Resta uma última questão. Será esta ação desesperada suficiente para equilibrar as contas nacionais intra-europeias? Infelizmente, não é certo. Mesmo que seja bem sucedida (e isso ainda está por ver, pois muitos países estão a torcer o nariz), pode não ser suficiente por duas razões. Em primeiro lugar, mesmo do outro lado do Atlântico, eles têm os olhos postos nas poupanças europeias (bem como nas actividades produtivas); numa altura em que a bolha de Wall Street tende a esvaziar-se, Washington preferiria certamente que estes enormes recursos acabassem em Wally, em vez de permanecerem na Europa, e ainda por cima para financiar empresas que irão competir com o aparelho de produção militar-industrial dos Estados Unidos. O segundo ponto é que há cada vez mais rumores de uma possível fuga de capitais chineses da Europa. Os chineses sabem bem que Trump quer resolver o conflito na Europa para se concentrar no próximo conflito contra eles no Indo-Pacífico, pelo que se começa a pensar que Pequim vai retirar os seus capitais antes que os europeus, por ordem americana, comecem a congelá-los, tal como fizeram com os russos, que correm o risco de perder cerca de 300 mil milhões de euros investidos pelo seu banco central.
Com efeito, é o próprio Financial Times que nos informa que as autoridades de Hong Kong estão a trabalhar para criar uma alternativa aos sistemas europeus de depósito de títulos Euroclear e Clearstream, a fim de reduzir a dependência das infra-estruturas financeiras ocidentais. A Bolsa de Hong Kong (HKEX) e a Autoridade Monetária de Hong Kong tencionam transformar o Sistema Central de Liquidação do Mercado Monetário num depositário internacional capaz de gerir pagamentos e divisas transfronteiriças, incluindo o renminbi. Tudo isto tendo como pano de fundo o congelamento dos activos russos, que está a levar os chineses a procurar alternativas, o que poderá ser um golpe para o sistema financeiro europeu.

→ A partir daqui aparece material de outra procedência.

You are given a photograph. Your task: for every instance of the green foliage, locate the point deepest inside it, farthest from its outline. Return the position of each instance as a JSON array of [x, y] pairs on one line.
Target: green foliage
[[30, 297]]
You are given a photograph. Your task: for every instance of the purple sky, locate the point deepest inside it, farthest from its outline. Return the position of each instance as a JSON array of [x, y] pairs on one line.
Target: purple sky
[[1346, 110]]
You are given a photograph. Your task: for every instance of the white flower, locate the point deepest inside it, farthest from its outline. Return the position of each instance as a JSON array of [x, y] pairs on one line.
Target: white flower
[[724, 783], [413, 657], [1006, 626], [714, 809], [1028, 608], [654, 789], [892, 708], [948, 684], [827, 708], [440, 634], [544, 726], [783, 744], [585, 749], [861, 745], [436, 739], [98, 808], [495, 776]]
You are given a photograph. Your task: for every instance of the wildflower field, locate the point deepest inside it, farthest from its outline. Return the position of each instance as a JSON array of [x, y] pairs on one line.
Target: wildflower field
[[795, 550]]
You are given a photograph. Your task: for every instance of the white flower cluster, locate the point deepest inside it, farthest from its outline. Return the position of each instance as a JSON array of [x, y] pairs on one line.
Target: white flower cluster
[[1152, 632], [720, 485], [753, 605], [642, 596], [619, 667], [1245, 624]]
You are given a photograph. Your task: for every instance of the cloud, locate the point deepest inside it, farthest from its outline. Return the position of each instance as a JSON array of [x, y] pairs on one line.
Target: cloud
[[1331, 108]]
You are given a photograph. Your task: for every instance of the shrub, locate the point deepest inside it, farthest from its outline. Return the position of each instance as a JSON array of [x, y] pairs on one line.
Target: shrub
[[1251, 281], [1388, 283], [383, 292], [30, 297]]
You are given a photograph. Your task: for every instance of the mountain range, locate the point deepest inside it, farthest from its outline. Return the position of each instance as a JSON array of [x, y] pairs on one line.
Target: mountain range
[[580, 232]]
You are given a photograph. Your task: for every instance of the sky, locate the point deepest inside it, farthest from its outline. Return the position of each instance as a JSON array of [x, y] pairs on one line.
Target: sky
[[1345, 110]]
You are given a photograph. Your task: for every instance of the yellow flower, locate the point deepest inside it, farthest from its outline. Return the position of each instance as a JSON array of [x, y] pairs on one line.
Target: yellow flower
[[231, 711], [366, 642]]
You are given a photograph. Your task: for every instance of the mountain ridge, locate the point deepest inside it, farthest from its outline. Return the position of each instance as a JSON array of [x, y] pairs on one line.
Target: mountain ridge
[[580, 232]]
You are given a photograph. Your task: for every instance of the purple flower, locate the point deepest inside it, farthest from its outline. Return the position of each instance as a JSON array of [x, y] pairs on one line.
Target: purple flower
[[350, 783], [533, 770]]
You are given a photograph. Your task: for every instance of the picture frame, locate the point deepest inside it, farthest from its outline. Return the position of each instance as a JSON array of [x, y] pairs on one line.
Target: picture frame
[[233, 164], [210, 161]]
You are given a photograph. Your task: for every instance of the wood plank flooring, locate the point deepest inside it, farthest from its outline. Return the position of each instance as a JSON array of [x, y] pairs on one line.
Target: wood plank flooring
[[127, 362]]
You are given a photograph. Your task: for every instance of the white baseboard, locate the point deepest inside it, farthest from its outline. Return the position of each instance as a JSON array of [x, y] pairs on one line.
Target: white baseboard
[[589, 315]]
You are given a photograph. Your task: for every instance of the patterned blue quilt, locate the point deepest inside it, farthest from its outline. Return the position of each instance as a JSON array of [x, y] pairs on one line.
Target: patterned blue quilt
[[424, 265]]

Em suma, embora a iniciativa da UE em relação à União de Poupança seja imprudente - se não mesmo sem escrúpulos -, corre-se o risco de ser pouco mais do que uma fralda quente num jogo em que há quatro jogadores (EUA, UE, China e Rússia) e três planos diferentes de confronto: o económico, o financeiro e o diplomático.
É uma ambição exagerada para qualquer jogador humano com racionalidade limitada ver como isto se vai desenrolar, mas vamos certamente seguir este aspeto do caso passo a passo.